The glomerular microenvironment is influenced by circulating growth factors that are filtered from the blood stream and pass the glomerular filtration barrier. The role of IGF-binding proteins (IGFBPs) has been studied in two diseases that concern podocytes. The glomerular expression and urinary excretion of IGFBP-1, -2, and -3 were studied in patients with focal segmental glomerulosclerosis (FSGS) or minimal change disease (MCD). It was found that patients with active FSGS excrete high amounts of IGFBP-1 and -3. In human podocytes, we can induce mRNA expression of IGFBP-3 in response to TGF-β and in human microvascular endothelial cells expression of IGFBP-1 and -3 in response to TGF-β and Bradykinin. The conclusion was that the local expression of IGFBPs in podocytes and endothelial cells might contribute to the pathogenesis of glomerular disease and that IGFBP-1 and -3 are potential non-invasive markers of FSGS, differentiating against MCD [Worthmann K, Peters I et al 2010].
Urinary proteomics has great potential in biomarker discovery in kidney diseases. So far we have partially achieved the goals to better understand the biology and physiology of the kidney, and to unravel pathogenic mechanisms and /or pathophysiology of kidney disorders.

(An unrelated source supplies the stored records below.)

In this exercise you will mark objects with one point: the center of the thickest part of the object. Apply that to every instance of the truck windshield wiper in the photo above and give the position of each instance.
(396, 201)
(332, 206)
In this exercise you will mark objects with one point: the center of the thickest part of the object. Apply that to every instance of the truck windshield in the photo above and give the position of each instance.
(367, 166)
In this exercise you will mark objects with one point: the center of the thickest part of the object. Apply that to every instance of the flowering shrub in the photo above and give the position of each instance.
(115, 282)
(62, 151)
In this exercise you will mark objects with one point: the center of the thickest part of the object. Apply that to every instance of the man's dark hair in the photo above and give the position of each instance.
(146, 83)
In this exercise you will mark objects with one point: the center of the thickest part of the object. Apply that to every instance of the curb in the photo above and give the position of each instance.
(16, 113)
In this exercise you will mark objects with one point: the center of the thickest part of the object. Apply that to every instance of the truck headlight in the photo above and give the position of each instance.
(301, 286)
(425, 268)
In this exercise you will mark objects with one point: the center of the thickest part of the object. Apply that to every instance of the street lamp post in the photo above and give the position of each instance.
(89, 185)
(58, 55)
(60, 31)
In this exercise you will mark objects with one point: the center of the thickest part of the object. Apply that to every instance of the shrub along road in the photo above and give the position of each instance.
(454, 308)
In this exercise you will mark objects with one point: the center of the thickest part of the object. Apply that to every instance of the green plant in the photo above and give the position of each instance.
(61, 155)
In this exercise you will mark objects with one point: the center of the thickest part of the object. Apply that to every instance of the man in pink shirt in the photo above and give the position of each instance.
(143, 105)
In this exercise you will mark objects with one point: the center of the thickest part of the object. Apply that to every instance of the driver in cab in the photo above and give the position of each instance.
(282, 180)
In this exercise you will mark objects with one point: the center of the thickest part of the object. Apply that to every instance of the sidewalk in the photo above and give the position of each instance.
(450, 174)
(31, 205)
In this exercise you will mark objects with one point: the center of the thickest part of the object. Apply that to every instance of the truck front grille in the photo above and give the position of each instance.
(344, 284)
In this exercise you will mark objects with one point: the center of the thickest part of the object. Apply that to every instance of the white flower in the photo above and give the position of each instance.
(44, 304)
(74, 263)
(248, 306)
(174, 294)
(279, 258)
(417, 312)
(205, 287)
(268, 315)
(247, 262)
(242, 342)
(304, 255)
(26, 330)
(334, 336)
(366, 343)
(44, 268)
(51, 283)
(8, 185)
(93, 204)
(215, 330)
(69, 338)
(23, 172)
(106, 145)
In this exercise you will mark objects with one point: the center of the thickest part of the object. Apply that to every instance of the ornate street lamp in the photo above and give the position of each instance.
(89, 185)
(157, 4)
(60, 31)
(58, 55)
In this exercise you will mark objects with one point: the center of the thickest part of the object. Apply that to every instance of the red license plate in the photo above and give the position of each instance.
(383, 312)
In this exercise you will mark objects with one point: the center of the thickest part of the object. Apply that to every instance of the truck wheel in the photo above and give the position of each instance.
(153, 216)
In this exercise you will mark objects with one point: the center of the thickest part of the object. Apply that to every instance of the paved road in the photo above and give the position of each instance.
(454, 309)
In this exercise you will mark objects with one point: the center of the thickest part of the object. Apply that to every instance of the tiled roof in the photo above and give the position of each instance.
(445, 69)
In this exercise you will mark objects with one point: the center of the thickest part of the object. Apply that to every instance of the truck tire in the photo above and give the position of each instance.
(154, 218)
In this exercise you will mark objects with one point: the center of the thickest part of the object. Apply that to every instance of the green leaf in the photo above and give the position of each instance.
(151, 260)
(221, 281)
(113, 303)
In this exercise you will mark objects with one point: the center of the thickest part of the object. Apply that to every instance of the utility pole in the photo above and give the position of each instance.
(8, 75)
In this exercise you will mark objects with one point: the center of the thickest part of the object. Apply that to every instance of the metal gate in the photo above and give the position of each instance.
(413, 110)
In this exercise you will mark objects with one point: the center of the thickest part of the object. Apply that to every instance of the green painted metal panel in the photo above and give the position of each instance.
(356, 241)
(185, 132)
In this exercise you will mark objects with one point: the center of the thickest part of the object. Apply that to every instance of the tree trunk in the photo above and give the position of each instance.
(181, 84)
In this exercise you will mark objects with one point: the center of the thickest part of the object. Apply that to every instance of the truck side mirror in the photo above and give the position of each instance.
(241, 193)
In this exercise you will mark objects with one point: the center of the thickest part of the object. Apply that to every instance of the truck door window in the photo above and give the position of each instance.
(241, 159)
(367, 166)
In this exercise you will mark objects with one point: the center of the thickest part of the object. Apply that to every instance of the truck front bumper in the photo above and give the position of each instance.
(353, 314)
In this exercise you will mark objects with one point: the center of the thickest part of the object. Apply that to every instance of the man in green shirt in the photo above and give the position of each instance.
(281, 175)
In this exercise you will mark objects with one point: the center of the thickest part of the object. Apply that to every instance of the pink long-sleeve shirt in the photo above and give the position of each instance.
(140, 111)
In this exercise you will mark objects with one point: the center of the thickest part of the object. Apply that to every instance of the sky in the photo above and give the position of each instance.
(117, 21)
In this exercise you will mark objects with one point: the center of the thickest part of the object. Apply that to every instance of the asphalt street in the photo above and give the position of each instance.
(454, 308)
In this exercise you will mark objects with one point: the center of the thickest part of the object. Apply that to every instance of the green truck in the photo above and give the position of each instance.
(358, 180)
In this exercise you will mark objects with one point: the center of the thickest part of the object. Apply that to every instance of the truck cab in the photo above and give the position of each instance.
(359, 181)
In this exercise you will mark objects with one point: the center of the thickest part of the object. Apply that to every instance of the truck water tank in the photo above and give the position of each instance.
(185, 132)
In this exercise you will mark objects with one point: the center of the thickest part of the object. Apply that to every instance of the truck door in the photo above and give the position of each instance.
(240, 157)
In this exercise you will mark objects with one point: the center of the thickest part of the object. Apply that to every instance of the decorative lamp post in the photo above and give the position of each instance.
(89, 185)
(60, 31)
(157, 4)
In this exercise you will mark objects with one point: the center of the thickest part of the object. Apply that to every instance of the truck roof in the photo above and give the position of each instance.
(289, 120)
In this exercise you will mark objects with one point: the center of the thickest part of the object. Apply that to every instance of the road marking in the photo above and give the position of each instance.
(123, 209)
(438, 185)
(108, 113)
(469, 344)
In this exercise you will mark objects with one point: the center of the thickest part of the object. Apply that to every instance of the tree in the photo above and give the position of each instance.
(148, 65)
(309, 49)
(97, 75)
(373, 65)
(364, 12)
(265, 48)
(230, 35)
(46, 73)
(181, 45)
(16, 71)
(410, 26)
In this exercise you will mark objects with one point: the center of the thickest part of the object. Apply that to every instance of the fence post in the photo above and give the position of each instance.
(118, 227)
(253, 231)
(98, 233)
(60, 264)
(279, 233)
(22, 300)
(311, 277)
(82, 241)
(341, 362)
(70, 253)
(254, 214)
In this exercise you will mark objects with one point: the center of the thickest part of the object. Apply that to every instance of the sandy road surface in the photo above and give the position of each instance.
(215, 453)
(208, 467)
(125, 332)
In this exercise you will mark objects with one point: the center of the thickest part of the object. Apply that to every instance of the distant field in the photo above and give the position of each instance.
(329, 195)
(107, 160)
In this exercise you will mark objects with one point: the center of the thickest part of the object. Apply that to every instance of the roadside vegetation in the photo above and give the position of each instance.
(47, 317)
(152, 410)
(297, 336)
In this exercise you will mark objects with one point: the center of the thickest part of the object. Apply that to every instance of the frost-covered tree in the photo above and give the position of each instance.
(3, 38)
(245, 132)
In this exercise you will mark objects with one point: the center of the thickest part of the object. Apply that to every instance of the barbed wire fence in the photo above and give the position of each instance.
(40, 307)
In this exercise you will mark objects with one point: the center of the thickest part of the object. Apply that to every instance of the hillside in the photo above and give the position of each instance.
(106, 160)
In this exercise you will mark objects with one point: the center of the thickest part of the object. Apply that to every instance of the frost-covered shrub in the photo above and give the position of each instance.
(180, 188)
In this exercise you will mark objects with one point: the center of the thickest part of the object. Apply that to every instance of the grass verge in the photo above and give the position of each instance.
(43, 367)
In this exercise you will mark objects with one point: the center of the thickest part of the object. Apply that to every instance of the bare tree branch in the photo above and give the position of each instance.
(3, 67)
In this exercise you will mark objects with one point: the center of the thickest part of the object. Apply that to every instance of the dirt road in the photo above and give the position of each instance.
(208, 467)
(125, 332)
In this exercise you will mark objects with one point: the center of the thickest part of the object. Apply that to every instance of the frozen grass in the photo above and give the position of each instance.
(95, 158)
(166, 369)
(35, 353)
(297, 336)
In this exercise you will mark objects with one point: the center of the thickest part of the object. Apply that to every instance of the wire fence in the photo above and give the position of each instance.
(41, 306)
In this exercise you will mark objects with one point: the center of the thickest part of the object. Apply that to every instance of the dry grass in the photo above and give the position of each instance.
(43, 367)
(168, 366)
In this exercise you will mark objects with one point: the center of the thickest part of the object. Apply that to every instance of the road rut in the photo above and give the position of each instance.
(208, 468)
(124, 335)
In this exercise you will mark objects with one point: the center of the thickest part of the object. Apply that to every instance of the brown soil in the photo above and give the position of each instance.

|Hepcidin||Lupus/Zhang et al 2008|
|Alpha-1-antitrypsin||Lupus/Zhang et al 2008 IgAN/Mitsuhashi et al 1993|
|Albumin, N-terminal||Lupus/Zhang et al 2008|
|Albumin fragments||IgAN/Haubitz et al 2005|
|Hemoglobulin, N- and C-terminal parts||ASVV/Haubitz et al 2005|
|IL-6||IgAN/Harada et al 2002|
|EGF||IgAN/Raniere et al 1996|
|Heparansulfate||IgAN/Mitsuhashi et al 1993|
|NAG||IgAN/Bazzi et al 2002|
|NGAL||IgAN/Ding et al 2007 Lupus/Hinze et al 2008|
|IgG||IgAN/Halling et al 2005|
|IgA||IgAN/Halling et al 2005|
|IgM||ASVV/Bakoush et al 2006|
|KIM-1||IgAN/Peters et al 2011|
|MCP-1||Lupus/Wada et al 1996, Rovin et al 2005 ASVV/Ohlsson et al 2009|
|TWEAK||Lupus/Gaipl et al 2005|
|IGFBP-1, -3||FSGS/Worthmann et al 2010|
For biomarker discovery, although a large number of biomarker candidates have been identified, they are neither fully validated in a large cohort, nor ready for routine clinical practice at present. NGAL and MCP-1 are both extremely promising urinary biomarkers. Whereas NGAL seems to be more of a marker of acute kidney injury, the prognostic value of MCP-1 most likely comes from this protein's role in driving the process of fibrosis and scarring. In experimental glomerulonephritis, there is increased glomerular synthesis of MCP-1, and systemic administration of an anti-MCP-1 antibody has been demonstrated to reduce the severity of acute glomerulonephritis as well as subsequent scarring, implying that MCP-1 could be a possible therapeutic target also in man [Wada T, Yokoyama H et al 1996].